Entrée du parc, vue du chemin sinueux, la bastide ne s’offre à la vue que vers la fin du parcours.

1871, Bastide, Dépendance et Parc boisé d’un hectare

Quartiers Belle de Mai, 3è arr. / Saint-Barthélemy, 14è arr.

 

Cet article est un recueil d’informations liées à un lieu, ainsi qu’à ce qu’il représente, dans le but de le percevoir de la manière la plus complète dans son contexte global, du point de vue historique, spatial et social. Il traitera successivement de l’image et l’héritage des bastides à Marseille ; de la sauvegarde du lieu grâce à son statut de friche militaire ; de l’occupation comme réponse à des besoins vitaux ; des acteurs gravitants autour du lieu (institutions, associations, habitants) ; des opportunités d’intégrer les habitants dans la conception, la fabrication et l’appropriation de l’espace public. Cela pour permettre de cerner les enjeux et les capacités du site, en vue de proposer un projet “idéal” qui correspondrait au mieux à ce qu’il aspire naturellement à devenir.

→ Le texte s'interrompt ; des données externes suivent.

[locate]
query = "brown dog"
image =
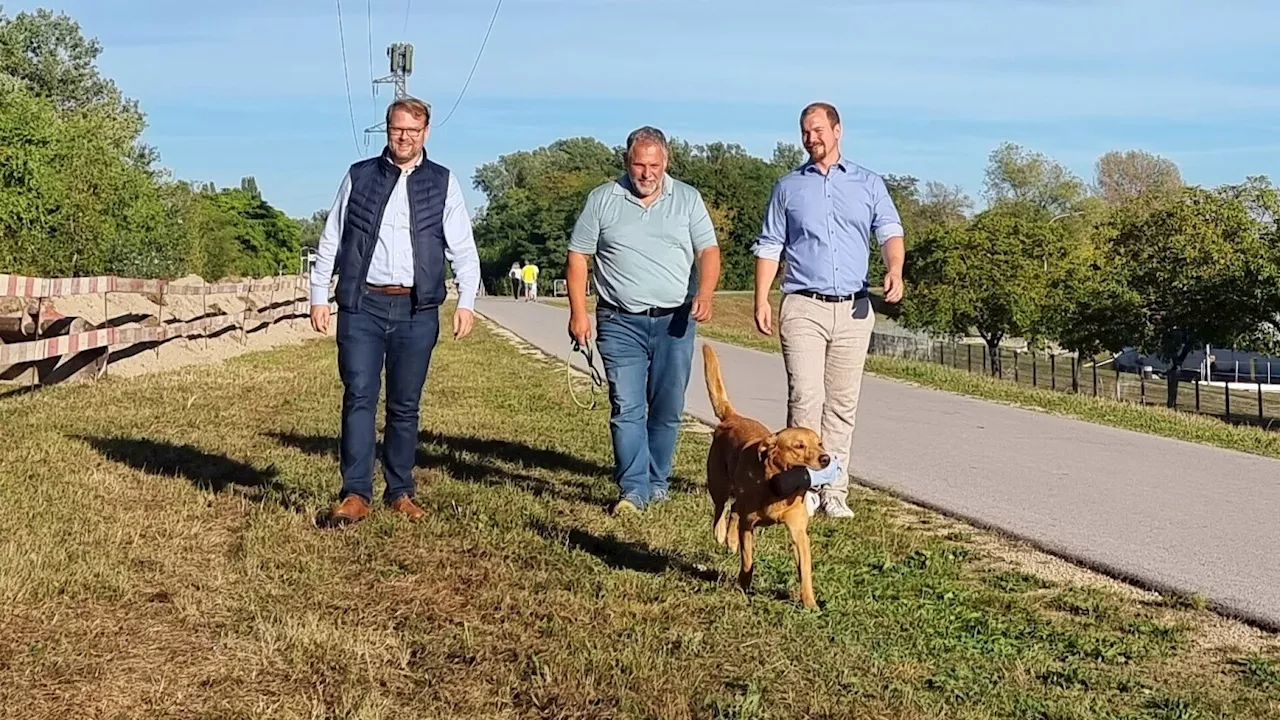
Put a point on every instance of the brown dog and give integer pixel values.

En contrebas, il y avait la route à laquelle s’accrochait un petit sentier, taillé à la pelle et à la pioche, qui curieusement serpentait et paresseusement faisait l’école buissonnière autour de la maison avant d’y accéder.

J’interrogeai, étonné :

- Pourquoi avez-vous construit un si long chemin ? Chaque fois que vous partez ou que vous revenez, fatigué par votre travail, vous vous imposez une route inutile. N’est-ce pas paradoxal ?

Il me regarda ironiquement et me répondit :

- Je vois que tu es jeune et que tu n’as pas encore l’expérience de la vie.

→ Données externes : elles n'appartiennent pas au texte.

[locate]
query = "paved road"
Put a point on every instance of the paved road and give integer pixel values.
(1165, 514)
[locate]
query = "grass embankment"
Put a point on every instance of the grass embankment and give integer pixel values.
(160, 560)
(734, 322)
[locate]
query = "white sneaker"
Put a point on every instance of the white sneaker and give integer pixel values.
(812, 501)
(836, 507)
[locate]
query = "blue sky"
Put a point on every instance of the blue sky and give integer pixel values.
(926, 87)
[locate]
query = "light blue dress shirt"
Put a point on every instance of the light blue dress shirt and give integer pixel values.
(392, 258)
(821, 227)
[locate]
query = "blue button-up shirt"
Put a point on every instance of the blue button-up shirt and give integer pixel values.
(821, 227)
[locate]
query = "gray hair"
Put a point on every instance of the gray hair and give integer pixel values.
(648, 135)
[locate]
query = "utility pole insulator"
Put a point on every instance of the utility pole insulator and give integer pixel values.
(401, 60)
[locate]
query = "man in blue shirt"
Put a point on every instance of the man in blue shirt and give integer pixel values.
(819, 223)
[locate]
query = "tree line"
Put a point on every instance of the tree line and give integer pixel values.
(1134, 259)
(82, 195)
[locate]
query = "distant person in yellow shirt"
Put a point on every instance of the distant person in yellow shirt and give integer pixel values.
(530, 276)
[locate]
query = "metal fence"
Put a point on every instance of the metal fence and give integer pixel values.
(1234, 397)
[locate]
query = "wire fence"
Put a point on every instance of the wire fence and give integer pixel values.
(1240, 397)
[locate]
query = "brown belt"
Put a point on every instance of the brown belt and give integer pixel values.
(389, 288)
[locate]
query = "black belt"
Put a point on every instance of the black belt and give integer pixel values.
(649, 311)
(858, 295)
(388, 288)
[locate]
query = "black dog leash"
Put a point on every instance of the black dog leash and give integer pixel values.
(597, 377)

Et, en détachant ses mots :

- Apprends que, lorsque tu aimes une femme, tu l’entoures, tu l’enlaces, tu l’embrasses. Eh bien, moi, j’aime ma maison comme si c’était une femme. Et chaque fois que je reviens, en la contournant, je l’embrasse, au lieu d’entrer directement, brutalement, comme tu penses qu’il faut faire. À l’intérieur de la maison, chaque élément était composé avec cette même recherche, cette même préoccupation... C’était une attitude plus qu’une construction.

- Ma chambre, vois-tu, c’est important. Et c’est pourquoi, pour y accéder, j’y ai creusé trois petites marches difficiles à descendre. Car il faut un effort pour pénétrer dans un lieu qui a une qualité, une signification.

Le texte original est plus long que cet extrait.